Open Interpreter can use OpenAI-compatible server to run models locally. (LM Studio,, ollama etc)

Simply run interpreter with the api_base URL of your inference server (for LM studio it is http://localhost:1234/v1 by default):

interpreter --api_base "http://localhost:1234/v1" --api_key "fake_key"

Alternatively you can use Llamafile without installing any third party software just by running

interpreter --local

for a more detailed guide check out this video by Mike Bird

How to run LM Studio in the background.

  1. Download then start it.
  2. Select a model then click ↓ Download.
  3. Click the ↔️ button on the left (below 💬).
  4. Select your model at the top, then click Start Server.

Once the server is running, you can begin your conversation with Open Interpreter.

(When you run the command interpreter --local and select LMStudio, these steps will be displayed.)

Local mode sets your context_window to 3000, and your max_tokens to 1000. If your model has different requirements, set these parameters manually.
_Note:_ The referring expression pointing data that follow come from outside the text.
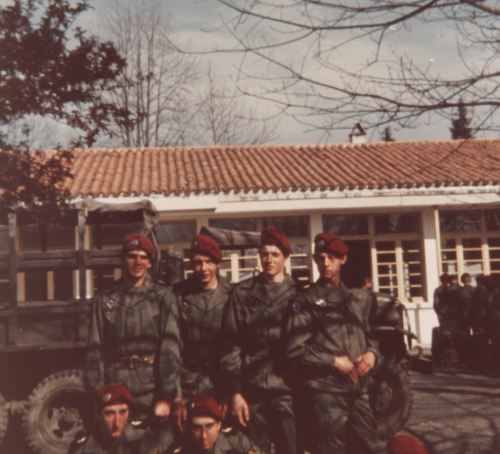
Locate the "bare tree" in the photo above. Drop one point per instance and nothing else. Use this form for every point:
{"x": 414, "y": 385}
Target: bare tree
{"x": 331, "y": 63}
{"x": 223, "y": 117}
{"x": 157, "y": 85}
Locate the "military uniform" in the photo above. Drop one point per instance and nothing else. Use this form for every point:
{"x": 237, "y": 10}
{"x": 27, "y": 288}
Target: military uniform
{"x": 93, "y": 445}
{"x": 200, "y": 326}
{"x": 251, "y": 353}
{"x": 223, "y": 445}
{"x": 326, "y": 322}
{"x": 134, "y": 339}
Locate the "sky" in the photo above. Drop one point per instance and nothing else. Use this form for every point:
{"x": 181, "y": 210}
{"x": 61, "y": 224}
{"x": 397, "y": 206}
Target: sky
{"x": 197, "y": 26}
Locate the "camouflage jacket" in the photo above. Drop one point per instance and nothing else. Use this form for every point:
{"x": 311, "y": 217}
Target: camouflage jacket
{"x": 324, "y": 323}
{"x": 223, "y": 445}
{"x": 200, "y": 324}
{"x": 134, "y": 339}
{"x": 251, "y": 347}
{"x": 92, "y": 445}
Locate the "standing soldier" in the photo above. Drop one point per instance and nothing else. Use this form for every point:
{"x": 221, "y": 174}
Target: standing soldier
{"x": 134, "y": 333}
{"x": 330, "y": 347}
{"x": 201, "y": 300}
{"x": 252, "y": 348}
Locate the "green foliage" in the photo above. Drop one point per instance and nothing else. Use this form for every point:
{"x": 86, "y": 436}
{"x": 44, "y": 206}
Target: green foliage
{"x": 50, "y": 68}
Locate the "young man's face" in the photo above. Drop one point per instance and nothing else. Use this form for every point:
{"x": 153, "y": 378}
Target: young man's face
{"x": 205, "y": 270}
{"x": 204, "y": 431}
{"x": 272, "y": 260}
{"x": 135, "y": 264}
{"x": 329, "y": 266}
{"x": 113, "y": 420}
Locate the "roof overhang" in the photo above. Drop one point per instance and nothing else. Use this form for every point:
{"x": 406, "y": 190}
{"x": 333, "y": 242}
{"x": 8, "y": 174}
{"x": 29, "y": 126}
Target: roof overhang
{"x": 307, "y": 201}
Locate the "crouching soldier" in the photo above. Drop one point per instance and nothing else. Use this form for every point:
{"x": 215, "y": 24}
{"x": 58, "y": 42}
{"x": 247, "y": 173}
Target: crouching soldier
{"x": 252, "y": 349}
{"x": 204, "y": 435}
{"x": 330, "y": 348}
{"x": 112, "y": 408}
{"x": 134, "y": 333}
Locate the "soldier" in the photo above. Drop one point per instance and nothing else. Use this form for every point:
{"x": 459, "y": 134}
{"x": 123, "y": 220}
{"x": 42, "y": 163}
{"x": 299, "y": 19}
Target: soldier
{"x": 108, "y": 435}
{"x": 204, "y": 434}
{"x": 134, "y": 333}
{"x": 330, "y": 347}
{"x": 252, "y": 348}
{"x": 201, "y": 300}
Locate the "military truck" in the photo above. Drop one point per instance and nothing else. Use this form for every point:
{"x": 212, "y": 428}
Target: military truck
{"x": 46, "y": 287}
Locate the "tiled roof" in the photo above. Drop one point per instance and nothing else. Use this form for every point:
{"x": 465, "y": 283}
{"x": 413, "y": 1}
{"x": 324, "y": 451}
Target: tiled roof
{"x": 195, "y": 170}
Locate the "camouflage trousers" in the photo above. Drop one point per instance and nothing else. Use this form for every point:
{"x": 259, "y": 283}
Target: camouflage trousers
{"x": 344, "y": 423}
{"x": 272, "y": 420}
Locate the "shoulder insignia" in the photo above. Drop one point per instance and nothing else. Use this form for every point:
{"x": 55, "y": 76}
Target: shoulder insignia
{"x": 81, "y": 440}
{"x": 321, "y": 302}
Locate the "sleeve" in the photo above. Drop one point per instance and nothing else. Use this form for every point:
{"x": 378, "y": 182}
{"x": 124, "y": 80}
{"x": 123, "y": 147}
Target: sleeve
{"x": 231, "y": 355}
{"x": 302, "y": 350}
{"x": 169, "y": 362}
{"x": 94, "y": 364}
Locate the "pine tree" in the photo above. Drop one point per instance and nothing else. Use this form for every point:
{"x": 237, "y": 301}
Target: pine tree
{"x": 460, "y": 126}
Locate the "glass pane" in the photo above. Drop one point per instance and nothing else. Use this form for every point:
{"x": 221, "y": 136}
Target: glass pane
{"x": 352, "y": 224}
{"x": 471, "y": 243}
{"x": 182, "y": 232}
{"x": 492, "y": 219}
{"x": 397, "y": 223}
{"x": 247, "y": 224}
{"x": 460, "y": 221}
{"x": 294, "y": 226}
{"x": 60, "y": 237}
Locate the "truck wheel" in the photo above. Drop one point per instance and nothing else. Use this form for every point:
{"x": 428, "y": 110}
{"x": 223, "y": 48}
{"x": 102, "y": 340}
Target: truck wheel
{"x": 391, "y": 399}
{"x": 4, "y": 418}
{"x": 55, "y": 412}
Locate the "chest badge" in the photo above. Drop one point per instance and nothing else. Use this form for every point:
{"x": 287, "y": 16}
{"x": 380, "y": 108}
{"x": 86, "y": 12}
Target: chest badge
{"x": 321, "y": 302}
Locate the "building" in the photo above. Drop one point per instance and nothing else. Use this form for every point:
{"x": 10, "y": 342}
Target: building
{"x": 408, "y": 210}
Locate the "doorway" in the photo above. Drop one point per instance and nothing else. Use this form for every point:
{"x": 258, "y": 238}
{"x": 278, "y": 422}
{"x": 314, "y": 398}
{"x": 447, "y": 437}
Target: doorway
{"x": 358, "y": 265}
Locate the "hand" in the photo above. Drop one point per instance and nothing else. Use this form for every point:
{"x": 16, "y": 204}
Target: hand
{"x": 161, "y": 409}
{"x": 240, "y": 409}
{"x": 365, "y": 363}
{"x": 345, "y": 366}
{"x": 179, "y": 413}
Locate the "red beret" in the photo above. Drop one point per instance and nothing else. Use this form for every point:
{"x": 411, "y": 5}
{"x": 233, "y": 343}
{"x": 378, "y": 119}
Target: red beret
{"x": 405, "y": 444}
{"x": 206, "y": 245}
{"x": 205, "y": 405}
{"x": 275, "y": 237}
{"x": 113, "y": 394}
{"x": 140, "y": 241}
{"x": 330, "y": 243}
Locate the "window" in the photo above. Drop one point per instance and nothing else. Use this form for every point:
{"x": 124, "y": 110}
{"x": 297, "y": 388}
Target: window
{"x": 470, "y": 242}
{"x": 388, "y": 244}
{"x": 353, "y": 224}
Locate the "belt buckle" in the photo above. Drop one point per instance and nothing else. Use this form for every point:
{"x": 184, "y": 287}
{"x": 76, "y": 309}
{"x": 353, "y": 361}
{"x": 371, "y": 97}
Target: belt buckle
{"x": 134, "y": 362}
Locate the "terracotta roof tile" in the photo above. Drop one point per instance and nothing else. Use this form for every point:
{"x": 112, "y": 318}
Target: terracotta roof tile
{"x": 113, "y": 172}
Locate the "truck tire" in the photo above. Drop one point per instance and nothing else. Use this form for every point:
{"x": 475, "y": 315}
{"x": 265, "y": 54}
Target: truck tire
{"x": 391, "y": 399}
{"x": 55, "y": 413}
{"x": 4, "y": 418}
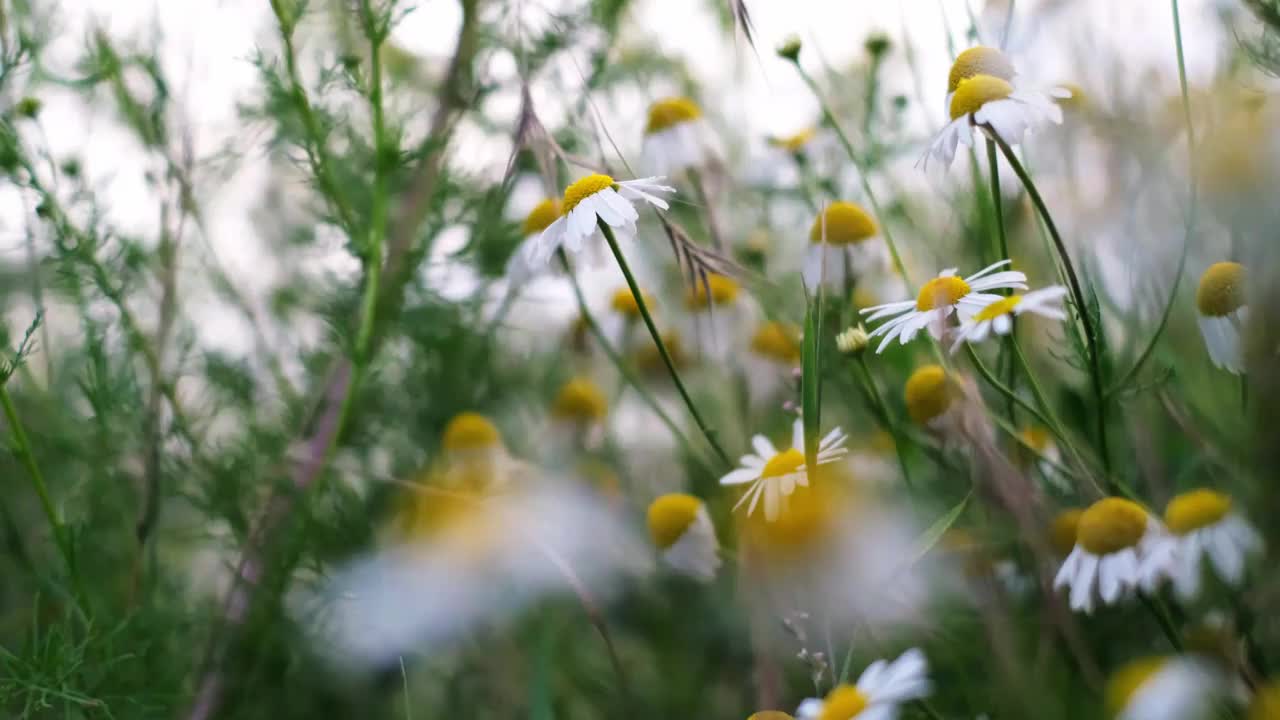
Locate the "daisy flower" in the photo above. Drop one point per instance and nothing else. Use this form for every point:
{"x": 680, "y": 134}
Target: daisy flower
{"x": 682, "y": 532}
{"x": 1164, "y": 688}
{"x": 676, "y": 136}
{"x": 589, "y": 201}
{"x": 775, "y": 473}
{"x": 880, "y": 691}
{"x": 999, "y": 315}
{"x": 1201, "y": 523}
{"x": 1114, "y": 534}
{"x": 1223, "y": 313}
{"x": 938, "y": 299}
{"x": 844, "y": 240}
{"x": 982, "y": 95}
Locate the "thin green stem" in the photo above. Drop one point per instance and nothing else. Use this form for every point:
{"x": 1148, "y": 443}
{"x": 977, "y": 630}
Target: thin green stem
{"x": 858, "y": 167}
{"x": 1082, "y": 309}
{"x": 662, "y": 347}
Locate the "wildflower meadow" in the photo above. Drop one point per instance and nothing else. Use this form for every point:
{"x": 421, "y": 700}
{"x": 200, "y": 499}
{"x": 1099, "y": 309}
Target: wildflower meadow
{"x": 632, "y": 359}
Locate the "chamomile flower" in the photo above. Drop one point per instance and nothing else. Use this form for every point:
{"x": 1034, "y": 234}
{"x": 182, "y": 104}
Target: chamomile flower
{"x": 676, "y": 136}
{"x": 682, "y": 532}
{"x": 844, "y": 240}
{"x": 880, "y": 691}
{"x": 1201, "y": 523}
{"x": 775, "y": 473}
{"x": 992, "y": 105}
{"x": 938, "y": 299}
{"x": 1164, "y": 688}
{"x": 999, "y": 315}
{"x": 1114, "y": 534}
{"x": 1223, "y": 314}
{"x": 588, "y": 201}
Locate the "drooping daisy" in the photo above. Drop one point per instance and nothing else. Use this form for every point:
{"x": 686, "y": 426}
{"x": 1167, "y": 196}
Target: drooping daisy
{"x": 1111, "y": 538}
{"x": 1164, "y": 688}
{"x": 844, "y": 240}
{"x": 682, "y": 532}
{"x": 588, "y": 201}
{"x": 1223, "y": 314}
{"x": 676, "y": 137}
{"x": 775, "y": 473}
{"x": 938, "y": 299}
{"x": 995, "y": 106}
{"x": 999, "y": 315}
{"x": 1201, "y": 523}
{"x": 880, "y": 691}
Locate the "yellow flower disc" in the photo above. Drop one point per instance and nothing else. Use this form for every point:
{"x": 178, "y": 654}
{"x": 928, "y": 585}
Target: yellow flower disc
{"x": 1221, "y": 290}
{"x": 470, "y": 431}
{"x": 584, "y": 188}
{"x": 1196, "y": 509}
{"x": 671, "y": 112}
{"x": 540, "y": 217}
{"x": 1110, "y": 525}
{"x": 580, "y": 400}
{"x": 670, "y": 516}
{"x": 846, "y": 223}
{"x": 941, "y": 292}
{"x": 976, "y": 92}
{"x": 778, "y": 342}
{"x": 996, "y": 309}
{"x": 844, "y": 703}
{"x": 723, "y": 291}
{"x": 979, "y": 60}
{"x": 928, "y": 393}
{"x": 1063, "y": 532}
{"x": 1125, "y": 682}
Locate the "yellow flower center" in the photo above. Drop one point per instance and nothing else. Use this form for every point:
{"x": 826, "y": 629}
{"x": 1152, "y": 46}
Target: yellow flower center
{"x": 778, "y": 342}
{"x": 470, "y": 431}
{"x": 1063, "y": 532}
{"x": 842, "y": 703}
{"x": 1110, "y": 525}
{"x": 977, "y": 91}
{"x": 784, "y": 464}
{"x": 928, "y": 393}
{"x": 999, "y": 308}
{"x": 723, "y": 291}
{"x": 979, "y": 62}
{"x": 670, "y": 516}
{"x": 584, "y": 188}
{"x": 845, "y": 223}
{"x": 580, "y": 400}
{"x": 1221, "y": 290}
{"x": 1128, "y": 680}
{"x": 540, "y": 217}
{"x": 671, "y": 112}
{"x": 1196, "y": 509}
{"x": 941, "y": 292}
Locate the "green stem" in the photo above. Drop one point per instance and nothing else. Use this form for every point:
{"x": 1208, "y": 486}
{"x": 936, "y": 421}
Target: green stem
{"x": 859, "y": 169}
{"x": 1091, "y": 333}
{"x": 657, "y": 340}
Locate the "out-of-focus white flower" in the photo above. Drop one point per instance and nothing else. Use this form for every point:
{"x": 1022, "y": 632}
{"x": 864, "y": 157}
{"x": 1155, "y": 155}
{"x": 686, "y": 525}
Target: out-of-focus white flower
{"x": 1164, "y": 688}
{"x": 469, "y": 560}
{"x": 682, "y": 532}
{"x": 844, "y": 240}
{"x": 938, "y": 299}
{"x": 1223, "y": 314}
{"x": 880, "y": 691}
{"x": 999, "y": 315}
{"x": 1112, "y": 538}
{"x": 1200, "y": 524}
{"x": 775, "y": 473}
{"x": 586, "y": 203}
{"x": 676, "y": 137}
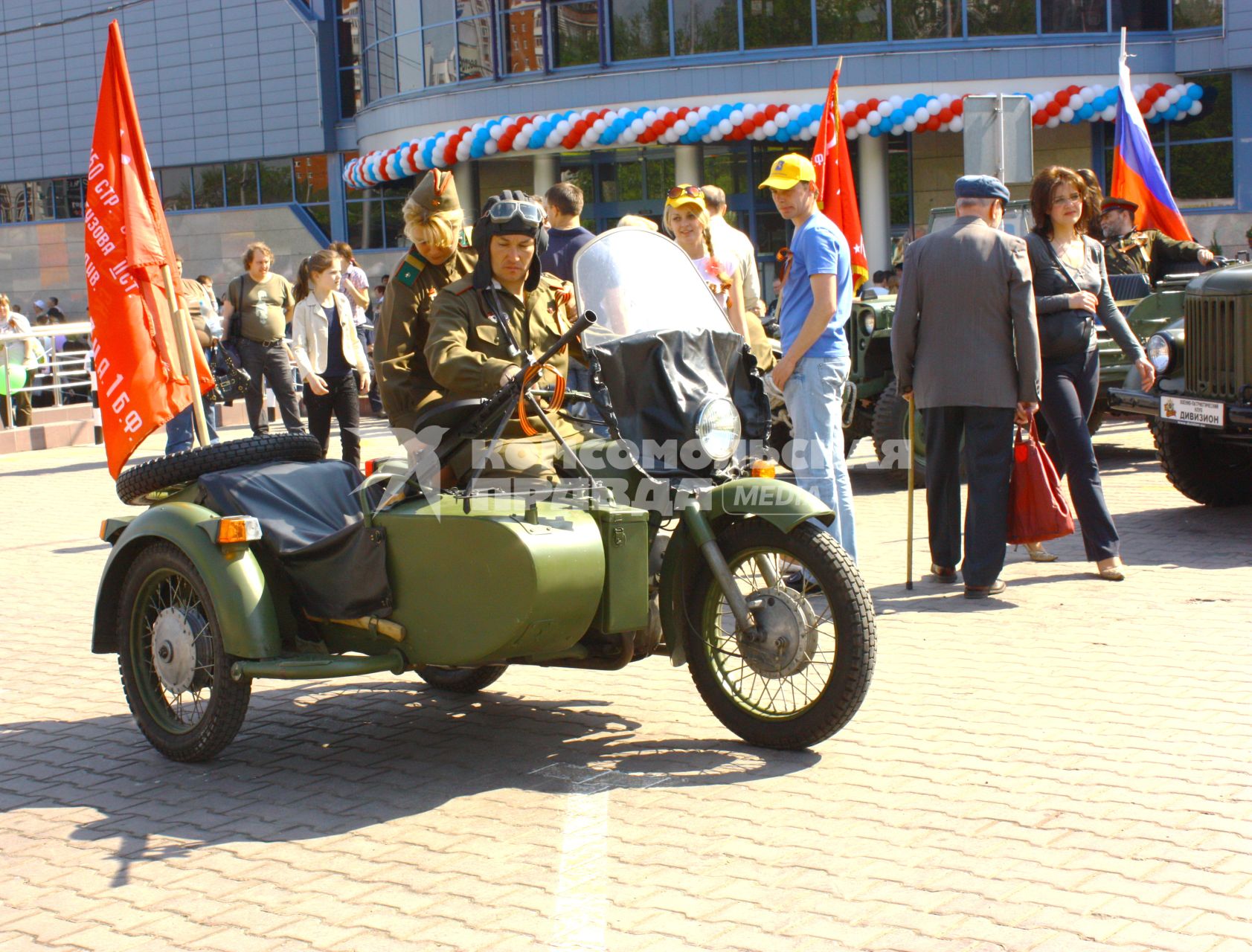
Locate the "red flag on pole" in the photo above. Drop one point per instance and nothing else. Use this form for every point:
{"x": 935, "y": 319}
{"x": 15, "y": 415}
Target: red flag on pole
{"x": 142, "y": 382}
{"x": 837, "y": 190}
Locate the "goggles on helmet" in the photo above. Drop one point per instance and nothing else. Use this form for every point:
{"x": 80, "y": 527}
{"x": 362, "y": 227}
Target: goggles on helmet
{"x": 504, "y": 212}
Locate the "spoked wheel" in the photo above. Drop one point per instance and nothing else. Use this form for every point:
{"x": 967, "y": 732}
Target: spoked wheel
{"x": 804, "y": 676}
{"x": 174, "y": 669}
{"x": 462, "y": 681}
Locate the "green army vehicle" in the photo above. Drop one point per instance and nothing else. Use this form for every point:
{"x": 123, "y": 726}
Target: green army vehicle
{"x": 1201, "y": 408}
{"x": 257, "y": 559}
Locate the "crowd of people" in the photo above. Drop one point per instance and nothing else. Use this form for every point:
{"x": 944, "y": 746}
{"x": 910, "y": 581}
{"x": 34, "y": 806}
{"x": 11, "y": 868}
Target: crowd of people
{"x": 988, "y": 328}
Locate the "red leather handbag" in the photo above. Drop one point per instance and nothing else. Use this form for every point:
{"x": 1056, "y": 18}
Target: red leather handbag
{"x": 1037, "y": 509}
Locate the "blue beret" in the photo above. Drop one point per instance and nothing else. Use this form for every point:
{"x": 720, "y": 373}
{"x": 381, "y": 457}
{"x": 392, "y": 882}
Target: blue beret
{"x": 980, "y": 187}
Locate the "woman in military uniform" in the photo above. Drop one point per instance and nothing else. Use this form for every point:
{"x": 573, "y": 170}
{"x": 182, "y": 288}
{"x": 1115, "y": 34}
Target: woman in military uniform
{"x": 441, "y": 254}
{"x": 481, "y": 324}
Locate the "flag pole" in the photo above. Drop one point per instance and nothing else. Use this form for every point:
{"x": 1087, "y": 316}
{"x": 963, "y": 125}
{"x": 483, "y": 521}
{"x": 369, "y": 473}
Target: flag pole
{"x": 185, "y": 354}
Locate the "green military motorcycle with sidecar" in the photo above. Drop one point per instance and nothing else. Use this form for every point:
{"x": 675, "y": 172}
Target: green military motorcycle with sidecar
{"x": 257, "y": 559}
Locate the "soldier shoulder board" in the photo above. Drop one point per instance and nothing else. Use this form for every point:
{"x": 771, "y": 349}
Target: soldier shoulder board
{"x": 408, "y": 269}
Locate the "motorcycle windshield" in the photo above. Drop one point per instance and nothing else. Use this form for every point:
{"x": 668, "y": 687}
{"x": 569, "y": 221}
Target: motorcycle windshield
{"x": 640, "y": 282}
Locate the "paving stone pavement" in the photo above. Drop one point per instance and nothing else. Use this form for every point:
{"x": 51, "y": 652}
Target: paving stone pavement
{"x": 1063, "y": 768}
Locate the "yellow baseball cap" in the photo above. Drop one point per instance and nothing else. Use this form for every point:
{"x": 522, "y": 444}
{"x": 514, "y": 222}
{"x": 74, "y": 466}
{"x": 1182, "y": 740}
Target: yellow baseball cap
{"x": 788, "y": 170}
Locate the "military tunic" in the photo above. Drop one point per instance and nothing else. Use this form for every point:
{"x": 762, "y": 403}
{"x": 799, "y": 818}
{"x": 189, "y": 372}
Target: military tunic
{"x": 469, "y": 354}
{"x": 1147, "y": 253}
{"x": 405, "y": 381}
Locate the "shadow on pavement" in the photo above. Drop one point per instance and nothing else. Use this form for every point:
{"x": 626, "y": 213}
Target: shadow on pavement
{"x": 326, "y": 759}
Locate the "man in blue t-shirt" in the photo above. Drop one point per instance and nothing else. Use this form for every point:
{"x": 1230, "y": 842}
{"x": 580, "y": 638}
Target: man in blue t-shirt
{"x": 815, "y": 303}
{"x": 564, "y": 205}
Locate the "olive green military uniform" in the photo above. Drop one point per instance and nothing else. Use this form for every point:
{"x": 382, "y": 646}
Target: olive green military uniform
{"x": 405, "y": 382}
{"x": 469, "y": 354}
{"x": 1149, "y": 253}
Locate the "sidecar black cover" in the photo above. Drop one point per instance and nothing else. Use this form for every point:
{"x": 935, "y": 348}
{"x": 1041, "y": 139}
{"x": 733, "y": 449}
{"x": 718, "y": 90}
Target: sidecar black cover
{"x": 312, "y": 523}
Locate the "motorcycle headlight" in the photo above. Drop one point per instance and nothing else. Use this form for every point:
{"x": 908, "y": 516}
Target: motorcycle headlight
{"x": 718, "y": 428}
{"x": 1160, "y": 353}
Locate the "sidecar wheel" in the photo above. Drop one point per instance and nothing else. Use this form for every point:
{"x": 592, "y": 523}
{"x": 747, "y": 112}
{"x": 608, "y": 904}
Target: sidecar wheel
{"x": 462, "y": 681}
{"x": 174, "y": 669}
{"x": 813, "y": 671}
Compared to the terminal interface, our Python package gives you more granular control over each setting.

You can point interpreter.llm.api_base at any OpenAI compatible server (including one running locally).

For example, to connect to LM Studio, use these settings:

from interpreter import interpreter

interpreter.offline = True # Disables online features like Open Procedures
interpreter.llm.model = "openai/x" # Tells OI to send messages in OpenAI's format
interpreter.llm.api_key = "fake_key" # LiteLLM, which we use to talk to LM Studio, requires this
interpreter.llm.api_base = "http://localhost:1234/v1" # Point this at any OpenAI compatible server

Simply ensure that LM Studio, or any other OpenAI compatible server, is running at api_base.